Armed Forces Tribunal Act | Deputation Does Not Change Basic Employment As Member: Bombay HC Observes
The Bombay High Court observed that the deputation of the Petitioner with the Armed Forces Tribunal did not change his basic employment as a member of the Armed Forces. The Petitioner's employment with the armed forces continued to operate, and the Armed Forces Tribunal did not become his new employer. Therefore, the Central Administrative Tribunal (CAT) did not have jurisdiction to entertain the Petitioner's application.
The Division Bench of Justice G. S. Kulkarni with Justice Jitendra Jain observed, “We may also observe that merely because the petitioner was posted on deputation with the Armed Forces Tribunal, it would not in any manner obliterate or extinguish his basic employment as a member of the armed forces. The appointment on deputation in the present case, would certainly not amount to a change being brought about in the employer of the petitioner. The basic employment of the petitioner and all conditions of service attached to his employment as a member of armed forces have continued to operate. The petitioner is, therefore, not correct in assuming that his employment with the armed forces has come to an end the moment he accepted appointment on deputation and the armed forces tribunal has become his new employer”.
Advocate Vicky Nagrani appeared for the Petitioners and Advocate Neeta V. Masurkar appeared for the Respondent.
The Petitioner was appointed in the services of the Indian Army through a circular. He applied for the post of registrar which was accepted with a deputation of three years and as per the terms and conditions prescribed in the DOPT Office Memorandum. However, on May 10, 2023, the competent authority decided to prematurely repatriate the Petitioner on administrative exigencies. The Petitioner filed a writ petition before CAT challenging the order. The CAT dismissed the petition due to lack of jurisdiction, stating that the Petitioner would be governed by the provisions of the Armed Forces Tribunal Act, 2007. A Writ Petition was filed challenging the impugned order.
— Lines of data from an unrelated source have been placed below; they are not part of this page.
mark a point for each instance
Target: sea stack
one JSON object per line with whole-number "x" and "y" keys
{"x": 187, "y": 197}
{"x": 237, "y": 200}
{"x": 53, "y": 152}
The Court noted that the term ‘deputation’ was not explicitly mentioned in sub-clause (ii), it could also be considered to fall under clause (iv), which is a very broad term that can cover any other residual categories. This phrase must be interpreted in light of the other three enumerations and the main provision of Section 3(o) of the Armed Forces Tribunal Act, 2007 (Act), and it must be read as ‘ejusdem generis’. “Clause (iv) is very wide which may cover all other residual categories and the said phrase is to take colour from the other three enumerations and the main provision of Section 3(o) of the Armed Forces Tribunal Act and has to be read as ejusdem generis”, the Court observed.
The Court asserted that a matter can only be considered a service matter if it relates to the conditions of a person's service under Section 3(o) of the Act while placing reliance on the dictum of the Supreme Court in case of Lieutenant Colonel Vijaynath Jha Vs. Union of India & Ors. [(2018) 7 SCC 303]. Therefore, the Court observed that Central Administrative Tribunal (CAT) had no jurisdiction over the subject matter of the case.
“The precondition of a matter to be a service matter has to be relating to the conditions of their service, as held by the Supreme Court in Lieutenant Colonel Vijaynath Jha (supra)...Insofar as the exceptions which are carved out in Section 3(o) are concerned, we do not find that the petitioner’s case would fall under exceptions which are made for transfer and posting etc. Thus in our opinion, the Central Administrative Tribunal by the impugned order has rightly arrived at a conclusion that it had no jurisdiction”, the Court noted.
Accordingly, the Court dismissed the Petition and upheld the impugned order.
Cause Title: Lt.Col. Anjan Kumar Sinha v. Union of India & Ors.